As for the decoration, I wanted my studio to be neutral, which I achieved through whites, blacks and shades of green, so that I could market myself to all genders. Green also helps add some liveliness to the studio.

It is not too expensive to budget these costs in my expenses and it makes the customer much happier.

Save money where you can as a new founder

As a solo founder, it can get really expensive to cover everything yourself. I save money for my business by doing many of the tasks myself. I am responsible for all my TikTok, YouTube, Instagram and advertising. I dedicate about 30 hours a month to these tasks.

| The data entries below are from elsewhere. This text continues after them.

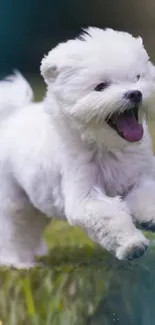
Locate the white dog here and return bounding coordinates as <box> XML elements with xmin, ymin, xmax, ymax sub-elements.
<box><xmin>0</xmin><ymin>28</ymin><xmax>155</xmax><ymax>267</ymax></box>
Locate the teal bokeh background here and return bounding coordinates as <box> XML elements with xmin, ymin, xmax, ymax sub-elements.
<box><xmin>0</xmin><ymin>0</ymin><xmax>155</xmax><ymax>74</ymax></box>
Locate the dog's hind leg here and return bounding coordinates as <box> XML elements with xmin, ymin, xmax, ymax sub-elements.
<box><xmin>125</xmin><ymin>179</ymin><xmax>155</xmax><ymax>232</ymax></box>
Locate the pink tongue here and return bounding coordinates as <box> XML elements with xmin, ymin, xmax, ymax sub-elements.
<box><xmin>115</xmin><ymin>114</ymin><xmax>144</xmax><ymax>142</ymax></box>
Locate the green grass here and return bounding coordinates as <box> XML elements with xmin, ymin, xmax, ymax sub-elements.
<box><xmin>0</xmin><ymin>79</ymin><xmax>155</xmax><ymax>325</ymax></box>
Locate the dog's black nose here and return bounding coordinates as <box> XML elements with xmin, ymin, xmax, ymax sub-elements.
<box><xmin>125</xmin><ymin>90</ymin><xmax>142</xmax><ymax>104</ymax></box>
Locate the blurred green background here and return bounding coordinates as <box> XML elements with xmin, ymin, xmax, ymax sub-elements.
<box><xmin>0</xmin><ymin>0</ymin><xmax>155</xmax><ymax>325</ymax></box>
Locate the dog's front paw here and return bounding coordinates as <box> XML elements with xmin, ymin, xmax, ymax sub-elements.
<box><xmin>116</xmin><ymin>235</ymin><xmax>149</xmax><ymax>260</ymax></box>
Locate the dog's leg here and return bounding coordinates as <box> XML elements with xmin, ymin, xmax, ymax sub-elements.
<box><xmin>63</xmin><ymin>166</ymin><xmax>148</xmax><ymax>260</ymax></box>
<box><xmin>125</xmin><ymin>179</ymin><xmax>155</xmax><ymax>231</ymax></box>
<box><xmin>0</xmin><ymin>200</ymin><xmax>48</xmax><ymax>268</ymax></box>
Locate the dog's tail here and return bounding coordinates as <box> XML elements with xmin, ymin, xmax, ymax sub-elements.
<box><xmin>0</xmin><ymin>71</ymin><xmax>33</xmax><ymax>121</ymax></box>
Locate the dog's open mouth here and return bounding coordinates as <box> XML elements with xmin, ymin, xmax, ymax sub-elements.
<box><xmin>107</xmin><ymin>106</ymin><xmax>143</xmax><ymax>142</ymax></box>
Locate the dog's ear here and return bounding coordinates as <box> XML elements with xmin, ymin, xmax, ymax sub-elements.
<box><xmin>40</xmin><ymin>55</ymin><xmax>58</xmax><ymax>84</ymax></box>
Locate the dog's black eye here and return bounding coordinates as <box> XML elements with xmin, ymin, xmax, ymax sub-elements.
<box><xmin>95</xmin><ymin>82</ymin><xmax>109</xmax><ymax>91</ymax></box>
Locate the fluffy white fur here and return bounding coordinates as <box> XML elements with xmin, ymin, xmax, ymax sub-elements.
<box><xmin>0</xmin><ymin>28</ymin><xmax>155</xmax><ymax>267</ymax></box>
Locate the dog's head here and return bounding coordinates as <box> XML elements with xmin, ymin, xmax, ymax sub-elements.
<box><xmin>41</xmin><ymin>27</ymin><xmax>155</xmax><ymax>147</ymax></box>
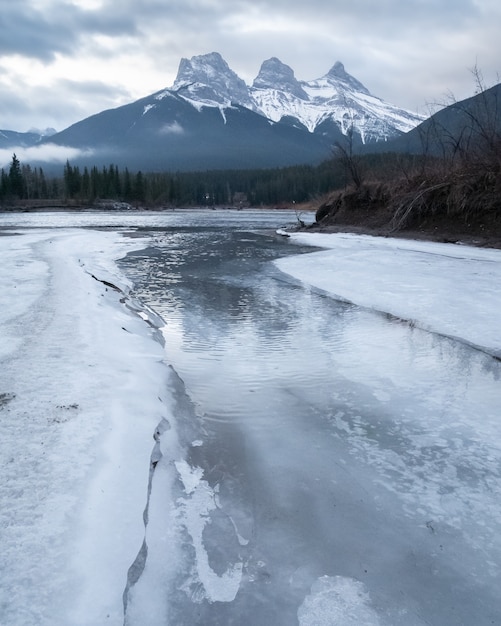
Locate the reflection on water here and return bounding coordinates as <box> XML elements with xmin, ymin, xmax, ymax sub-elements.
<box><xmin>121</xmin><ymin>211</ymin><xmax>501</xmax><ymax>626</ymax></box>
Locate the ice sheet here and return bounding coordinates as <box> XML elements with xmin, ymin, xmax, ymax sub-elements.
<box><xmin>275</xmin><ymin>233</ymin><xmax>501</xmax><ymax>356</ymax></box>
<box><xmin>0</xmin><ymin>229</ymin><xmax>174</xmax><ymax>626</ymax></box>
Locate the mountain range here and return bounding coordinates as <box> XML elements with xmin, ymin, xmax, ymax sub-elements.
<box><xmin>0</xmin><ymin>52</ymin><xmax>424</xmax><ymax>171</ymax></box>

I use TikTok not only to share the final versions of clients’ hair, but to document the whole process. That inside look shows clients exactly how I run my business and draws local clients into the salon, while also building an online community of other cosmetologists, braids, and hair clients.

But I don’t want to bite off more than I can chew, so as my clientele has grown and my sessions are almost always booked, I’ve decided to take some of the emphasis off advertising.

In addition, I deal with bookkeeping and accounting. I save my accounts until the end of each month and spend about four hours sorting out the finances for the entire month.

In the future, I would like to be able to outsource some of the backend activities. But for now, it’s in the company’s best interest to save the money and do it yourself.